The Morrison Government will invest $190 million to a new Recycling Modernisation Fund (RMF) that will generate $600 million of recycling investment and drive a billion-dollar transformation of Australia’s waste and recycling capacity.
More than 10,000 jobs will be created and over 10 million tonnes of waste diverted from landfill to the making of useful products as Australia turbo charges its recycling capacity.
The RMF will support innovative investment in new infrastructure to sort, process and remanufacture materials such as mixed plastic, paper, tyres and glass, with Commonwealth funding contingent on co-funding from industry, states and territories.
Australia’s waste and recycling transformation is being further strengthened by an additional:
- $35 million to implement Commonwealth commitments under Australia’s National Waste Policy Action Plan, which sets the direction for waste management and recycling in Australia until 2030.

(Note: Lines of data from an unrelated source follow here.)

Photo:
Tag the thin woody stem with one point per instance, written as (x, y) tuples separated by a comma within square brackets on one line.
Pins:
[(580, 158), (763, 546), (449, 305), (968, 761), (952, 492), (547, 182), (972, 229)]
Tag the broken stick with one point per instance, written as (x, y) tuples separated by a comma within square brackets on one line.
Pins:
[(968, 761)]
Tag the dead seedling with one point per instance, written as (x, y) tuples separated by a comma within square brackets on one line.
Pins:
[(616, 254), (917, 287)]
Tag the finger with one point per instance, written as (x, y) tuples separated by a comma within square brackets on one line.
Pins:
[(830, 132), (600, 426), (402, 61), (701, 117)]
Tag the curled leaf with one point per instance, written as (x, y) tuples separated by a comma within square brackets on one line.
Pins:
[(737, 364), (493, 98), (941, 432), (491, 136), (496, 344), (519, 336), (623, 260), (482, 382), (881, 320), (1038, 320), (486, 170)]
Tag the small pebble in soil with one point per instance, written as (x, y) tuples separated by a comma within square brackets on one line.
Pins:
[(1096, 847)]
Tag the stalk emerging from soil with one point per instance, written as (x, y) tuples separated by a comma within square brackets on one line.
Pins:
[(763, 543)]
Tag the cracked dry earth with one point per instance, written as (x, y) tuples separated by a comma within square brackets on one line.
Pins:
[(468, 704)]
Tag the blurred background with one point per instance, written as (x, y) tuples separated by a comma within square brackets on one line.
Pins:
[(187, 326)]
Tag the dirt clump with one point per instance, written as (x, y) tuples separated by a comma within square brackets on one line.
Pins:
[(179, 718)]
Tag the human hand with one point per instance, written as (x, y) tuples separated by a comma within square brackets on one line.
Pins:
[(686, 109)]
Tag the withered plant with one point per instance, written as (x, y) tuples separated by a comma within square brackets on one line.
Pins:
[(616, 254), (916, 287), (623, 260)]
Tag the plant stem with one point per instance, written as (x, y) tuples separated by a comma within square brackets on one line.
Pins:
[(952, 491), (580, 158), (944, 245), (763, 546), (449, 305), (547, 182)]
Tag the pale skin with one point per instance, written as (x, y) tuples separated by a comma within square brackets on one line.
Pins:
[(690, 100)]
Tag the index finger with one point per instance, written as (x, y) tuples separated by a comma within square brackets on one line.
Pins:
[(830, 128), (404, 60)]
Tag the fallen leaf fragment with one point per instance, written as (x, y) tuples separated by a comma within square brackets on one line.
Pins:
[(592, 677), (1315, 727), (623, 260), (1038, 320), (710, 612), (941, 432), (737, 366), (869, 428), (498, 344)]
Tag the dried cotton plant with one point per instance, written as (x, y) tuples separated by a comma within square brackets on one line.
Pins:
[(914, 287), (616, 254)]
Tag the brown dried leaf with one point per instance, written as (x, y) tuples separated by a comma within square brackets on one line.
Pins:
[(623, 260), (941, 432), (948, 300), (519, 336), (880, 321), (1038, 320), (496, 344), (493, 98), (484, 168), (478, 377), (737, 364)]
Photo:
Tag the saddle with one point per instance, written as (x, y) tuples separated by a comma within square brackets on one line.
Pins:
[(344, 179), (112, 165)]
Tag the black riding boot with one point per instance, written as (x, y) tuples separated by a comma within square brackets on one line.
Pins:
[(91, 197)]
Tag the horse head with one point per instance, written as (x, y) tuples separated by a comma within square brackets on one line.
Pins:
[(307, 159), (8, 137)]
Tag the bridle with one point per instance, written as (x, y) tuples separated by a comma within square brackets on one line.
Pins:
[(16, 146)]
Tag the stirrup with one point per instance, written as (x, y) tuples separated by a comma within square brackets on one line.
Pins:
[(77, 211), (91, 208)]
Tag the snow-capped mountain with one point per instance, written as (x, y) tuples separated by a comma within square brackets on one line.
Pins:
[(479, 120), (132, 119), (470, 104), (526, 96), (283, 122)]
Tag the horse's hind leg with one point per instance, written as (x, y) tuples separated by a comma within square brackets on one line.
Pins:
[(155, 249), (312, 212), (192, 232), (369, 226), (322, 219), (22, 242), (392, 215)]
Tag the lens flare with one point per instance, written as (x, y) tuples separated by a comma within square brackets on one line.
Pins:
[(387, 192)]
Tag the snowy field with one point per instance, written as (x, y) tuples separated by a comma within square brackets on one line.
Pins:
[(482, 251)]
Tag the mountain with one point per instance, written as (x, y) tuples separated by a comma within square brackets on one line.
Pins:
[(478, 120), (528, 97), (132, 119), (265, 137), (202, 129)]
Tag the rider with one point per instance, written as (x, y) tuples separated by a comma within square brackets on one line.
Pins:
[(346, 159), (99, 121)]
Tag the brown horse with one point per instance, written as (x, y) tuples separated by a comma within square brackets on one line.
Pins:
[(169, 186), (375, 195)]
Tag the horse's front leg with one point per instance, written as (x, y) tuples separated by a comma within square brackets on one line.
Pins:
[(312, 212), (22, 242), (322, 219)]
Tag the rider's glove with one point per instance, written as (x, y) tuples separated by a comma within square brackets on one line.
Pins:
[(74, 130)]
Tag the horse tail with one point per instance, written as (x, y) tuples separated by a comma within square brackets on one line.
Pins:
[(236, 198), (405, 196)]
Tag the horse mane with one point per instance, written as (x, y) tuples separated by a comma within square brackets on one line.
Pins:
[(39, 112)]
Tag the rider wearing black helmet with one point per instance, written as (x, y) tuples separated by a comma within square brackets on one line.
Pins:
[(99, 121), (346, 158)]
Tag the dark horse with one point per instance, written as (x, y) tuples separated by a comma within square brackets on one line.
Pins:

- $24.6 million on Commonwealth commitments to improve our national waste data so it can measure recycling outcomes and track progress against our national waste targets.
- The introduction of new Commonwealth waste legislation to formally enact the government’s waste export ban and encourage companies to take greater responsibility for the waste they generate, from product design through to recycling, remanufacture or disposal (Product Stewardship).
Federal Environment Minister Sussan Ley said the Morrison Government was sending a clear message about changing the way Australia looks at waste and recycling.
“It is our waste and our responsibility and doing something about it is good for jobs, good for the environment and good for local communities,” Mr Ley said.
Special Envoy for the Great Barrier Reef and Leichhardt MP Warren Entsch said the Morrison Government waste agenda was important for the people of Cairns and Far North Queensland.
“People want to be confident that the waste they place in their kerbside recycling bins is being recycled and re-manufactured into items like roads, carpets, furniture and building materials,” Mr Entsch said.
“The Morrison Government is helping to reassure them the that their efforts are leading to a better outcome for the environment and the community.
“This is an opportunity for us all to look at the contribution we can make in reducing waste and ensuring we are recycling properly on an individual level and as part of a community response.”
Mr Entsch said feedback and submissions from his discussion paper, Convenience vs Conservation, which was released last November would be published shortly.
“This has been a real passion of mine and one I am determined to see implemented,” he said.
“There have been some very valuable contributions from a wide-ranging array of stakeholders that will certain get the conversation started.”
Federal Assistant Minister for Waste Reduction and Environmental Management Trevor Evans highlighted the importance of working with industry to bring on this turning point in waste and recycling.
“Our targeted investment will grow Australia’s circular economy, create more jobs and build a stronger onshore recycling industry,” Mr Evans said.
All Australians can play a role by looking up local council websites for important recycling tips and by choosing products with the Australasian Recycling Label, which explains how to recycle every element of a product’s packaging.